In the last few months, Doctors Without Borders (MSF) has launched psychological first aid programs in three parts of Greece where people are arriving from war-torn nations, some also surviving shipwrecks on their way across the Mediterranean.

“They have positive qualities in their personalities and they have stronger weapons in their bags, and they are ready to continue their lives, and lead their lives as they want them to be.”

It’s a delicate situation for MSF psychologists like Anna, who works on Leros, because they want to offer support without reopening wounds they won’t be able to help them deal with down the road—most of the people passing through Leros are only here for a few days. But if someone opens up to her about a difficult experience, she’s there to listen. We walked down the street away from the refugee camp in the late morning, to a seaside cafe with strong black Greek coffee. She told me the story of a man whose mosque in Syria was bombed.

“He saw three hundred peoples’ cut limbs spread everywhere, and told me how they used plastic bags to put the limbs inside, and as they gathered these things one of them pulled up a head of a man, asking ‘Does anybody know him?’ And then this person’s children came running, shouting, ‘Baba, baba!’ And he described how he felt that he was already dead as he was driving people to the hospital.”

Anna (who also preferred that we not use her last name), a calm, perceptive Greek woman in her thirties with long black hair, walks around the camp every day saying hello and introducing herself, tentatively leaning into the doorways of tin sheds that serve as shelter for the newly arrived. She looks for obvious signs of psychological trauma. For some, it manifests in anxious behavior, asking lots of questions, looking nervous. Others withdraw into themselves, sometimes rocking back and forth, sometimes holding their heads in their hands. But often it’s not that obvious, and that’s where Anna’s special skill in approaching people in a kind, empathetic way is essential. She’s not there to hand out diagnoses.

“The need is for them to feel of course that someone is listening to them, and understands what they have been through,” she said. “But also life is going on. They have positive qualities in their personalities and they have stronger weapons in their bags, and they are ready to continue their lives, and lead their lives as they want them to be.”


And that is what every Syrian I met was most looking forward to: getting on with having normal lives. Fatima, who used to be a university-level English teacher in Damascus, was midway through a law degree before she had to flee. She just wants to get to Germany and start studying and working again.

“I can’t sit and do nothing,” she said.

For this generation of Syrians, their lives have been ripped apart at a time when most twentysomethings are choosing a path, starting careers, figuring out their adult lives. Qasim told me he’s seen friends die in bombings. Everyone stays inside as much as they can, he said, because bombings are constant and they’re not easy to predict. For young people like Nabil, Amira, and Qasim, their surviving friends and siblings are spread across the Middle East and Europe, in a state of uncertainty as they cross borders, wait for paperwork, begin to see how the next step in their lives might unfold.

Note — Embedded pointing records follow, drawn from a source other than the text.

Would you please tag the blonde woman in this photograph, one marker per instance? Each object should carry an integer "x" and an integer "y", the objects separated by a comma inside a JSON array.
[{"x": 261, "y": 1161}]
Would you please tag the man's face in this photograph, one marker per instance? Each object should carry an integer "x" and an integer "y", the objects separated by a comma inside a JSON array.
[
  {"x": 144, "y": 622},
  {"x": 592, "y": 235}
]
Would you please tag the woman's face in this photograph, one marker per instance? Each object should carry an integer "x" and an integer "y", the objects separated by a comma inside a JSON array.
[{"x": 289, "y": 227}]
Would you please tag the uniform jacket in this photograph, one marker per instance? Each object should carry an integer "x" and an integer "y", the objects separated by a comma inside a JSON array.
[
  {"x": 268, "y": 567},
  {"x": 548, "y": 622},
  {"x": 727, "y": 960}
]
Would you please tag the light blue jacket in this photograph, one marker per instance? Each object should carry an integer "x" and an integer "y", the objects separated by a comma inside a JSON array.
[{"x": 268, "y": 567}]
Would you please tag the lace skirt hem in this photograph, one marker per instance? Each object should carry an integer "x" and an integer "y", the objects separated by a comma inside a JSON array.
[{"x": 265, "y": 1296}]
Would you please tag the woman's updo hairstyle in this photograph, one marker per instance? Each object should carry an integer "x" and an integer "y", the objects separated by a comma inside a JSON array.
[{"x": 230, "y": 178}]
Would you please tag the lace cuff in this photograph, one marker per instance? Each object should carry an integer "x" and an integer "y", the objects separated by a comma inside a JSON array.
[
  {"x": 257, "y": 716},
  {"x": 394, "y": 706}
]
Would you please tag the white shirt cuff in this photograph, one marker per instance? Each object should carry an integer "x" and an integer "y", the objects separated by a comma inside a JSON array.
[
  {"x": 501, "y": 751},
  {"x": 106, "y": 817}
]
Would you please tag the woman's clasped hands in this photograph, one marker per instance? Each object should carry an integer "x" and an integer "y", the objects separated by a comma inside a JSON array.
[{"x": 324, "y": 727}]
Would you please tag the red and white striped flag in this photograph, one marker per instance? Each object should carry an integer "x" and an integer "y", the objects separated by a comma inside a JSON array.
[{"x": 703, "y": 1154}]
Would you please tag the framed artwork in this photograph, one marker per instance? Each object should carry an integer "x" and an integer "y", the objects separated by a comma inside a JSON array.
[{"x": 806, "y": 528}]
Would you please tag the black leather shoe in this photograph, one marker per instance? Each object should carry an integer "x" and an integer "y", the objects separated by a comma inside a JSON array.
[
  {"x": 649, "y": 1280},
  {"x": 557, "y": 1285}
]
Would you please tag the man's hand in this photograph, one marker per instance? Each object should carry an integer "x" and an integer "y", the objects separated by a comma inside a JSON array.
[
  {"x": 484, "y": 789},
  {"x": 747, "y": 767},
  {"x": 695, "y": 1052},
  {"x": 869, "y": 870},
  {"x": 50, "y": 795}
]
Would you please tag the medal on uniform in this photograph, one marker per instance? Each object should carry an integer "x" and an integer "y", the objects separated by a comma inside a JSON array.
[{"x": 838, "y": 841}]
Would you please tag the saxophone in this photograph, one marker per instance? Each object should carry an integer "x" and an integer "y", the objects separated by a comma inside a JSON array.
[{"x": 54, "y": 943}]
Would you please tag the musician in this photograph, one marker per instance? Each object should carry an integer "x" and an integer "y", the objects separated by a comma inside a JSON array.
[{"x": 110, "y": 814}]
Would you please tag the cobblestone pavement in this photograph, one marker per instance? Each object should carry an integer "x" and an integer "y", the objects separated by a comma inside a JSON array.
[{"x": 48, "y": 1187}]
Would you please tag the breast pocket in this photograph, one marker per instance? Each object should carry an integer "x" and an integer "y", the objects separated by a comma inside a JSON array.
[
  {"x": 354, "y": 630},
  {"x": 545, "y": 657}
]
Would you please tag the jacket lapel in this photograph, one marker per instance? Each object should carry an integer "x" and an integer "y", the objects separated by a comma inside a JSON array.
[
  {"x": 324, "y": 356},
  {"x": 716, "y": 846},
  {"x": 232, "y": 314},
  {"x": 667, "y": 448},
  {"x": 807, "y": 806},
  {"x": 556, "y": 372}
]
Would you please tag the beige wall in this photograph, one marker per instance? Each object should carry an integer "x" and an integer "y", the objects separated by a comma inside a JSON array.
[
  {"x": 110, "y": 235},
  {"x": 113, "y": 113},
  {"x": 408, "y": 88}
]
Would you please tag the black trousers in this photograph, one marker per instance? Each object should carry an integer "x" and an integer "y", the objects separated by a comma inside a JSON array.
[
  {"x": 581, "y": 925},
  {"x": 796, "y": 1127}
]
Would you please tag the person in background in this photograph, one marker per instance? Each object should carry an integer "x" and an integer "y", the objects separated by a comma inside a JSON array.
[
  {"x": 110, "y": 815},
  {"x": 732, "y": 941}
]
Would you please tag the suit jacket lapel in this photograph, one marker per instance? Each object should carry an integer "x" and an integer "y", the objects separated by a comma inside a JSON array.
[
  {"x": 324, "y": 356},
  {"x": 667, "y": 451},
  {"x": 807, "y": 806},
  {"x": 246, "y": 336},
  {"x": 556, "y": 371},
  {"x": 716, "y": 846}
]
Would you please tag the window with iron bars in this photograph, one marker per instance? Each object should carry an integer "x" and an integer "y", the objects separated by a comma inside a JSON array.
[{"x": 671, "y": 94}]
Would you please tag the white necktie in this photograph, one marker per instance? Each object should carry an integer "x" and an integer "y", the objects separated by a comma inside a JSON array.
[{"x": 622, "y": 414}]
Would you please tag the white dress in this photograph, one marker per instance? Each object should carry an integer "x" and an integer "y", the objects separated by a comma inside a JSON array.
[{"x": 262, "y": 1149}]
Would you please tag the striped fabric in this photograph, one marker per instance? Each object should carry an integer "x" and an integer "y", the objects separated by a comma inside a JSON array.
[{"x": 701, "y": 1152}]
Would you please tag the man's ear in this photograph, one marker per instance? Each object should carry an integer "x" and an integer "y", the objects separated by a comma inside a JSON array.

Nabil told me his two best friends from med school begged him not to leave. “They came to my house on the last night and said ‘Don’t go!’, especially because the sea is dangerous,” he said. “But I wasn’t scared. I like the sea, I like the ocean.”

Despite the upheaval, and the uncertain journey ahead of him, he was upbeat about his future. “I want to be a cardiologist,” he told me. He was excited to learn German, go back to school, pay his debts and build a stable, happy life. But even as he plans for all of those things, his parents are still in Idlib, and with bombings and the unreliable infrastructure that follows it’s hard to know what’s happening there. He’s been able to speak to them just once since leaving.

“All I know is they are still alive,” he said.